To extend the capabilities, the module allows selectable mode of operation, which affects the behavior of Service with the NodePort and LoadBalancer types:

  • SNAT (Source Network Address Translation) — is a subtype of NAT in which, for each outgoing packet, the source IP address is translated to the IP address of the gateway from the target subnet, and incoming packets passing through the gateway are translated back based on a translation table. In this mode, bpfLB fully replicates the logic of kube-proxy:
    • if externalTrafficPolicy: Local is specified in the Service, the traffic will be forwarded and balanced only to those target pods running on the same node where the traffic arrived. If the target pod is not running on this node, the traffic will be dropped.
    • if externalTrafficPolicy: Cluster is specified in the Service, the traffic will be forwarded and balanced to all target pods in the cluster. At the same time, if the target pods are located on other nodes, SNAT will be performed when transmitting traffic to them (the source IP address will be replaced with the InternalIP of the node).

    SNAT data flow diagram

  • DSR (Direct Server Return) — is a method where all incoming traffic passes through the load balancer, and all outgoing traffic bypasses it. This method is used instead of SNAT. Often, responses are much larger than requests, and DSR can significantly increase the overall throughput of the scheme:
    • if externalTrafficPolicy: Local is specified in the Service, its behavior is completely analogous to kube-proxy and bpfLB in SNAT mode.
    • if externalTrafficPolicy: Cluster is specified in the Service, the traffic will be forwarded and balanced to all target pods in the cluster. It is important to take into account the following features:
      • if the target pods are on other nodes, then the source IP address will be preserved when incoming traffic is sent to them;
      • outgoing traffic will go directly from the node on which the target pod was launched;
      • the source IP address will be replaced with the external IP address of the node to which the incoming request originally came.

    DSR data flow diagram

In case of using DSR and Service mode with externalTrafficPolicy: Cluster additional network environment settings are required.
Network equipment must be ready for asymmetric traffic flow: IP address anti-spoofing tools (uRPF, sourceGuard, etc.) must be disabled or configured accordingly.

  • Hybrid — in this mode, TCP traffic is processed in DSR mode, and UDP in SNAT mode.

Using CiliumClusterwideNetworkPolicies

To use CiliumClusterwideNetworkPolicies, apply:

  1. The primary set of CiliumClusterwideNetworkPolicy objects with the configuration option policyAuditMode set to true. The absence of this option may lead to incorrect operation of the control plane or loss of SSH access to all cluster nodes . The option can be removed after applying all CiliumClusterwideNetworkPolicy objects and verifying their functionality in Hubble UI.

  2. Network security policy rule:

    apiVersion: "cilium.io/v2"
kind: CiliumClusterwideNetworkPolicy
metadata:
  name: "allow-control-plane-connectivity"
spec:
  ingress:
  - fromEntities:
    - kube-apiserver
  nodeSelector:
    matchLabels:
      node-role.kubernetes.io/control-plane: ""

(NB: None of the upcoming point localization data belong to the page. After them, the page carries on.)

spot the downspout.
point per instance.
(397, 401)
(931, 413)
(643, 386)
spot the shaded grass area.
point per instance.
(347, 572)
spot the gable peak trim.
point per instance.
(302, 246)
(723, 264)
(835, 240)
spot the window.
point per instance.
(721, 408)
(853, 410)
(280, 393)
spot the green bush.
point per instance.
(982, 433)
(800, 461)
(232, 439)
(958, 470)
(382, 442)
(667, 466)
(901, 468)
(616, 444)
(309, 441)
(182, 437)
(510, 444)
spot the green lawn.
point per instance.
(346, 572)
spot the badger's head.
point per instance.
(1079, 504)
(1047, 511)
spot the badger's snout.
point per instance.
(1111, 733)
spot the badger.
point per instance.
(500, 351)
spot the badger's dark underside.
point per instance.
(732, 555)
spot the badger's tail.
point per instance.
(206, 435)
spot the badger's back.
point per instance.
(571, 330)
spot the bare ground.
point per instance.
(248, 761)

If CiliumClusterwideNetworkPolicies are not used, the control plane may work incorrectly for up to a minute during the reboot of cilium-agent pods. This occurs due to Conntrack table reset. Binding to the kube-apiserver entity helps to bypass the bug.

Changing Cilium Operation Mode

When changing Cilium’s operation mode (the tunnelMode parameter) from Disabled to VXLAN or vice versa, it is necessary to reboot all nodes, otherwise, pod availability issues may occur.

Disabling the kube-proxy Module

Cilium fully replaces the functionality of the kube-proxy module, so kube-proxy is automatically disabled when the cni-cilium module is enabled.

Using Egress Gateway

The feature is available only in the Enterprise Edition

Basic mode

Pre-configured IP addresses are used on egress nodes.

Virtual IP mode

The ability to dynamically assign additional IP addresses to nodes is implemented.